Presley, who shot three movies on the Garden Isle, had a special fondness for Coco Palms. Each time The King would come to the island, he, “a creature of habit,” would stay at the hotel’s cottage 56, Jasper said.
Musician Larry Rivera started as a busboy and dishwasher at Coco Palms, but that was until Guslander saw him play the ukulele, Jasper said. From that point, Rivera went on to build a successful music career, performing nightly at Coco Palms.
“Whenever Elvis was here, he would get up and sing back-up for Larry,” Jasper said.
But Presley was just one of many celebrities who stayed at Coco Palms.
Jasper said Frank Sinatra was once hired to sing at the county Farm Bureau fair, and stayed at the hotel. One night, Sinatra and some friends drank a bit too much and got kicked out of the bar. They ended up at Club Jetty in Nawiliwili, which also kicked “Old Blue Eyes” out, but only after calling Guslander’s security guy, “Big John,” to find out what was going on with Sinatra, Jasper said.
Meantime, Sinatra’s wife at that time, actress Ava Gardner, apparently heard of her husband’s rowdiness around Kauai, and flew here. Once on island, she asked Sinatra to meet her at Tip Top Cafe in Lihue, where she summarily dumped him, according to Jasper.
In 1963, Sinatra returned to Kauai to film “None but the Brave,” and stayed at Coco Palms. While trying to save the movie producers from drowning at Wailua Beach, Sinatra got sucked out to sea. By the time the firefighters were able to get him out of the water, he was already blue, Jasper said.
“Can you imagine if we killed Frank Sinatra? The mob would own this island,” he said, jokingly.
After his near-drowning, Sinatra bought a new boat for the Kauai Fire Department. Jasper said it was either to thank them for saving his life, or to tell them to get there faster next time.
Although the hotel has been shut down for many years, movies are still being made there.
Part of “On Stranger Tides,” from the Pirates of Caribbean series, was filmed on property.
“There’s Johnny Depp DNA in that tree; he’s single now,” said Jasper, jokingly, after explaining a scene where Depp was tied to a coconut tree in the grove.
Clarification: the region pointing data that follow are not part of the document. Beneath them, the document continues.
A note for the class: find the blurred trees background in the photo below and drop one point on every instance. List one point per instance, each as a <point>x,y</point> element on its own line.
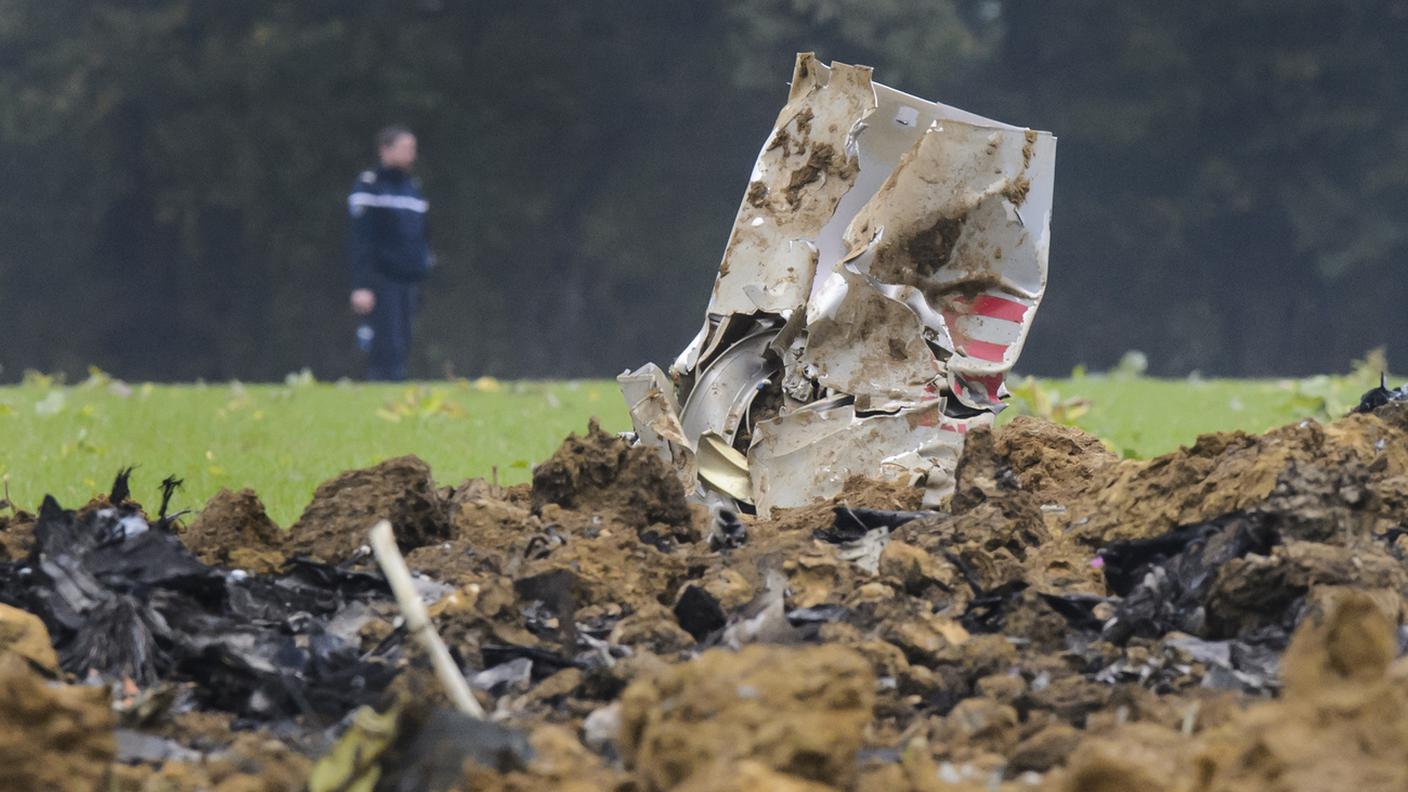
<point>1231,195</point>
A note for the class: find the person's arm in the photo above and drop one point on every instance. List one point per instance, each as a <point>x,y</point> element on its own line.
<point>361,248</point>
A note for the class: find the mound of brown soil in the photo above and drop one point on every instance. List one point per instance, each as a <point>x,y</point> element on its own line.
<point>601,472</point>
<point>344,509</point>
<point>793,710</point>
<point>234,530</point>
<point>52,736</point>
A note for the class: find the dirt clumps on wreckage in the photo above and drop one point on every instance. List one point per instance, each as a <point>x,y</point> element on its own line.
<point>675,610</point>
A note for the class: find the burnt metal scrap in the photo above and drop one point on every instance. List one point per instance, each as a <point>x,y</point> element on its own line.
<point>1383,395</point>
<point>124,599</point>
<point>877,286</point>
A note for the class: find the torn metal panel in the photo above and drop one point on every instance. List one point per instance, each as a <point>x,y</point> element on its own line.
<point>725,389</point>
<point>808,454</point>
<point>655,416</point>
<point>883,271</point>
<point>807,164</point>
<point>724,468</point>
<point>865,343</point>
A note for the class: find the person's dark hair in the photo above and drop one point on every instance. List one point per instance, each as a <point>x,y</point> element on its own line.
<point>387,135</point>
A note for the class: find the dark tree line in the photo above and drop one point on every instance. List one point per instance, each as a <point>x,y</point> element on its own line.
<point>1231,196</point>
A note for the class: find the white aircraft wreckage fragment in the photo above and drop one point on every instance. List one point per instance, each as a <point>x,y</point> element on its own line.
<point>877,286</point>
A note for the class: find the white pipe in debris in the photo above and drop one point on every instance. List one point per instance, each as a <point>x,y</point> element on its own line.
<point>418,622</point>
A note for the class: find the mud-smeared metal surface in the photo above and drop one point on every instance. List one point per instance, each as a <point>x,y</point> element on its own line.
<point>1225,617</point>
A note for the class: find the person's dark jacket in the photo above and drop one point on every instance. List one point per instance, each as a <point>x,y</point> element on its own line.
<point>389,229</point>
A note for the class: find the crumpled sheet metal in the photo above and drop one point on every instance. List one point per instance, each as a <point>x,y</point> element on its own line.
<point>883,271</point>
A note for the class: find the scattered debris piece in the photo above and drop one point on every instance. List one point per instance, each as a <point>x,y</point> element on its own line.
<point>1070,616</point>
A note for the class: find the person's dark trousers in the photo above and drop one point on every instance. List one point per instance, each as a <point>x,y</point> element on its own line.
<point>392,330</point>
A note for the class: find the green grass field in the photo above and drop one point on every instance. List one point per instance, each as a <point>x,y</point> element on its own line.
<point>283,440</point>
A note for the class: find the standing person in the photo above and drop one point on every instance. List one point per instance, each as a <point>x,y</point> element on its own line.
<point>390,254</point>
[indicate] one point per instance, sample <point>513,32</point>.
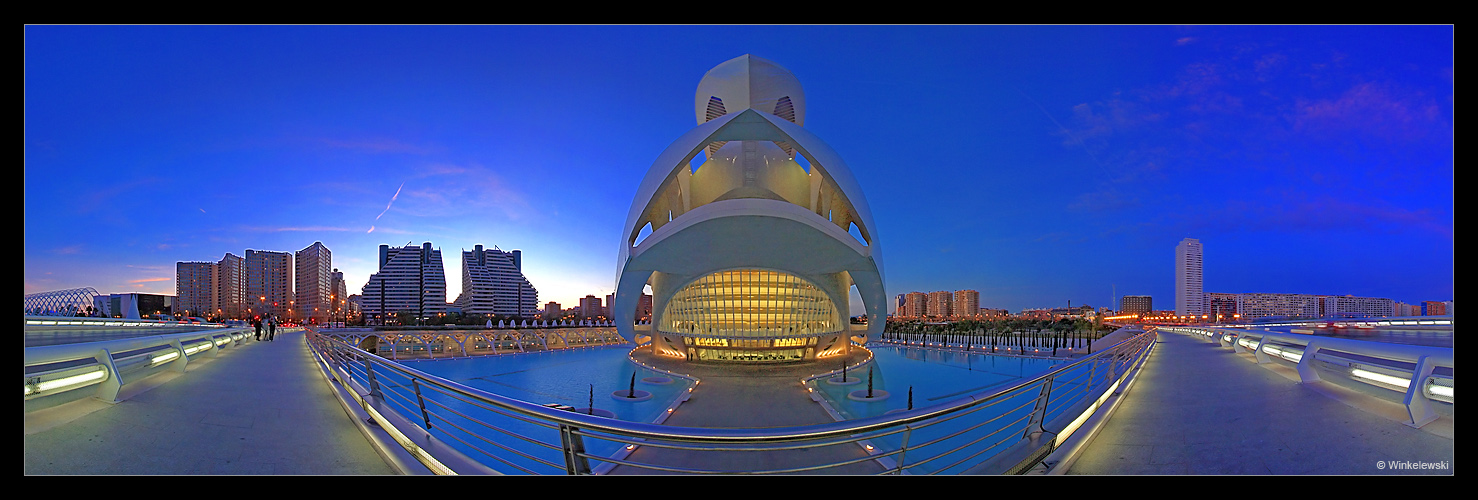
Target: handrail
<point>1419,385</point>
<point>99,364</point>
<point>373,379</point>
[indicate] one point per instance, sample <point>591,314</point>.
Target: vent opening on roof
<point>785,110</point>
<point>713,148</point>
<point>646,231</point>
<point>855,232</point>
<point>716,108</point>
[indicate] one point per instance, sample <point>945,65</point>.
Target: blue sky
<point>1035,164</point>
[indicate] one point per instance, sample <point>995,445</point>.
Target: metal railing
<point>457,429</point>
<point>1391,366</point>
<point>110,364</point>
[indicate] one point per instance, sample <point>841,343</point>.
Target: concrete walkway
<point>750,397</point>
<point>1199,409</point>
<point>259,409</point>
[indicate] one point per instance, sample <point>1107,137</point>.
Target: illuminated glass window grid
<point>751,303</point>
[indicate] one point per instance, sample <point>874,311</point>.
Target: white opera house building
<point>753,255</point>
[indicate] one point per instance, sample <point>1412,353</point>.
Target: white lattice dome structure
<point>753,255</point>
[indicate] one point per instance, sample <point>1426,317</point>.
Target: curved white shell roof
<point>693,234</point>
<point>750,83</point>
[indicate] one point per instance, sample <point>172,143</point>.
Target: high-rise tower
<point>314,281</point>
<point>269,283</point>
<point>494,283</point>
<point>1189,298</point>
<point>410,286</point>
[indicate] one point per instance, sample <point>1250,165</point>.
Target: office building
<point>965,303</point>
<point>1135,305</point>
<point>269,284</point>
<point>410,286</point>
<point>915,305</point>
<point>939,303</point>
<point>314,283</point>
<point>1189,298</point>
<point>494,284</point>
<point>229,278</point>
<point>590,308</point>
<point>194,289</point>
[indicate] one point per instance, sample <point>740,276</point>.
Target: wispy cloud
<point>293,228</point>
<point>392,201</point>
<point>1372,110</point>
<point>454,190</point>
<point>377,145</point>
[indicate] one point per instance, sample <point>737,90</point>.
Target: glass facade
<point>750,315</point>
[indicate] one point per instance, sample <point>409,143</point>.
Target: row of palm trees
<point>1013,333</point>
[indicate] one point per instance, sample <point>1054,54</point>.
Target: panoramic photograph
<point>717,250</point>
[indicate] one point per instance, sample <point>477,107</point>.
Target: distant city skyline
<point>1069,160</point>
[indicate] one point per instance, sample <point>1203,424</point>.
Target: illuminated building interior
<point>750,315</point>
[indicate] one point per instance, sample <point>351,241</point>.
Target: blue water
<point>1416,338</point>
<point>937,377</point>
<point>566,377</point>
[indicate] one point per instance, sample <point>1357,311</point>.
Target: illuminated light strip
<point>1440,391</point>
<point>1078,422</point>
<point>1283,354</point>
<point>1381,377</point>
<point>405,443</point>
<point>74,380</point>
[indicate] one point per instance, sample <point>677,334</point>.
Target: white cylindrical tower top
<point>750,83</point>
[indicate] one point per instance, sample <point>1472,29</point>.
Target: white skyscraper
<point>411,283</point>
<point>1189,298</point>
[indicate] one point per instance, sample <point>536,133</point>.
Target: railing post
<point>903,450</point>
<point>421,403</point>
<point>1039,413</point>
<point>108,389</point>
<point>574,447</point>
<point>1416,403</point>
<point>1305,363</point>
<point>1262,357</point>
<point>374,385</point>
<point>179,363</point>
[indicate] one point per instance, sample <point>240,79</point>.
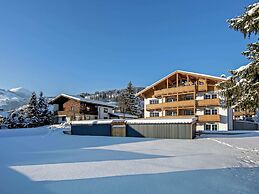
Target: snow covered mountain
<point>13,98</point>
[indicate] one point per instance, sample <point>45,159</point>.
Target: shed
<point>162,128</point>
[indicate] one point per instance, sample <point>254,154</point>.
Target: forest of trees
<point>241,89</point>
<point>34,114</point>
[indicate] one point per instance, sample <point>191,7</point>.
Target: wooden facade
<point>72,108</point>
<point>182,95</point>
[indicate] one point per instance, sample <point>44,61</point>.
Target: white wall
<point>146,101</point>
<point>102,114</point>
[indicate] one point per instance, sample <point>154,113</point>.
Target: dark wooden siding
<point>168,131</point>
<point>95,130</point>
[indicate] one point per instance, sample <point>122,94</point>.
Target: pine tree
<point>241,89</point>
<point>44,115</point>
<point>128,102</point>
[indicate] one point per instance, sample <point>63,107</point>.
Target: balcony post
<point>177,78</point>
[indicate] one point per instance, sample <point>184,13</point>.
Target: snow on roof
<point>101,103</point>
<point>119,114</point>
<point>160,121</point>
<point>92,122</point>
<point>179,71</point>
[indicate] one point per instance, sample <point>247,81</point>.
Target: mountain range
<point>13,98</point>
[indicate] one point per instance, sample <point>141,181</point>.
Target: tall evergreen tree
<point>241,89</point>
<point>128,102</point>
<point>32,111</point>
<point>44,115</point>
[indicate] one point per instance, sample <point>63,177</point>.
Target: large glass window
<point>211,127</point>
<point>154,101</point>
<point>210,111</point>
<point>154,114</point>
<point>207,111</point>
<point>210,96</point>
<point>214,111</point>
<point>214,96</point>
Some of the less famous — or perhaps infamous — movies shot on property include “Voodoo Island,” “Death Moon,” “She Gods of Shark Reef,” “Dinocroc vs. Supergator” and “Piranaconda,” in which Jasper’s doctor played an extra toting a machine gun.
Jasper makes sure to keep the group laughing throughout the entire tour, a steal at $20, with jokes and tales that are just too good to believe.
The tours are given Monday through Friday, from 2 to 4 p.m. Locals go free on Friday, as long as they have a Hawaiian ID. Visit cocopalmstours.com or call 346-2048 for more information.
And what’s up with the machete hanging from Jasper’s waist?
“If we happen to run into lions, tigers, gorillas, stuff like that here, I hand it to the biggest guy and the rest of us run,” he said.